Pada level Pasca Konvensional, hidup baik mulai dipandang sebagai tanggung jawab pribadi atas dasar
prinsip-prinsip yang dianut dalam batin. Disini seseorang mulai menyadari bahwa hukum tidak dapat
diterima secara mentah-mentah hukum bukanlah sesuatu yang harus ditaati secara mutlak melainkan
sesuatu yang terlebih dahulu harus melalui proses penilaian-penilaian berdasarkan prinsip yang muncul
didalam hati nurani. Level ini juga dibagi menjadi dua tahap yaitu, kontrak sosial egalistis dan prinsip
etika universal. Pada tahap kelima, yaitu kontrak sosial egalistis segi hukum masih ditekankan namun,
seseorang belum menyadari bahwa sesuatu hukum tertentu bekum tentu bisa diterapkan dalam seluruh
segi kehidupan manusia. Disini orang mulai berpikir bahwa hukum itu dapat diubah dan disesuaikan
dengan konteks atau situasi yang ada sejauh dapat memberi suatu manfaat sosial atau demi
kepentingan dan kesejahteraan umum. Oleh karena itu, dapat diselenggarakan persetujuan demokratis
kontrak sosial dan konsensus bebas agar tercapai kesepakatan baru. Pada tahap keenam yaitu, orientasi
pada prinsip hati nurani yang berlaku universal, seseorang mulai menyadari bahwa didalam lubuk
hatinya sebenarnya terdapat prinsip-prinsip yang berlaku universal. Prinsip-prinsip yang berlaku
universal tersebut adalah prinsip-prinsip yang menjunjung tinggi nilai-nilai dan martabat kemanusiaan,
seperti prinsip keadilan, ketulusan dalam membantu orang lain, persamaan hak manusia dan hormat
nilai suatu kehidupan. Prinsip-prinsip iti bersifat universal karena dapat diberlakukan di setiap situasi,
tempat, saman dan segala aspek manusia. Seseorang yang berbeda oad tahap ini, mengatur tingkah laku
dan penilaian moralnya berdasarkan hati nurani pribadi yang berlaku secara universal tersebut. Ia akan
mengalami penyesalan yang mendalam ketika melanggar prinsip-prinsip hati nurani tersebut. Hati
nurani itu sendiri adalah suatu proses kognitif yang menghasilkan perasaan dan pengaitan secara
rasional berdasarkan pandangan moral atau sistem nilai seseorang.

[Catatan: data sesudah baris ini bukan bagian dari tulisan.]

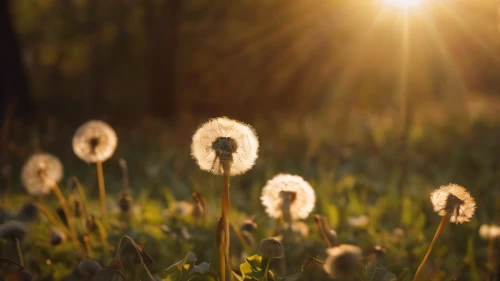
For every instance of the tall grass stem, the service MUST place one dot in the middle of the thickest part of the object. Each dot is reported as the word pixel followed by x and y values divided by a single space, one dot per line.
pixel 440 228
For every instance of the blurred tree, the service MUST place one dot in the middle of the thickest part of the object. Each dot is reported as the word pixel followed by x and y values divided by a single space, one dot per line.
pixel 162 20
pixel 13 83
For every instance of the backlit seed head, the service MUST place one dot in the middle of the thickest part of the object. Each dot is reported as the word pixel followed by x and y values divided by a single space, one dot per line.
pixel 455 201
pixel 28 211
pixel 56 237
pixel 223 143
pixel 270 248
pixel 13 230
pixel 288 189
pixel 95 141
pixel 40 173
pixel 343 261
pixel 125 202
pixel 488 232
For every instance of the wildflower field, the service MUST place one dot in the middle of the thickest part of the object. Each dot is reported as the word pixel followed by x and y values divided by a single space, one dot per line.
pixel 265 140
pixel 309 199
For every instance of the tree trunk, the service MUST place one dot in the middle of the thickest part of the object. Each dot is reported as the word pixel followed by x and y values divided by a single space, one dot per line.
pixel 13 83
pixel 162 22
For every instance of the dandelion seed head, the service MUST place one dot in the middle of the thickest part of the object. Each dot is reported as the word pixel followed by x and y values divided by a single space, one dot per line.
pixel 488 232
pixel 342 261
pixel 40 173
pixel 454 200
pixel 94 141
pixel 223 141
pixel 302 200
pixel 13 230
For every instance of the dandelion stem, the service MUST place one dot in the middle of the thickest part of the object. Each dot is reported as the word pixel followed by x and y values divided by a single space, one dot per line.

Dapat disimpulkan bahwa bagi Kohlberg, hujum tertinggi adalah prinsip hati nurani yang berlaku
universal, sayangnya prinsip-prinsip itu tidak selalu dimiliki. Oleh karena itu dibutuhkan kepekaan hati
nurani yang sangat besar ketika menghadapi sosialitas atau persoalan-persoalan. Prinsip-prinsip ini
seringkali bertentangan dalam aturan-aturan yang ada dalam masyarakat tertentu, bukan pertama-
tama karena egoisme pribadi atau mencari keuntungan pribadi melainkan karena menjunjung tinggi
nilai-nilai kemanusiaan serta hormat terhadap martabat sesamanya.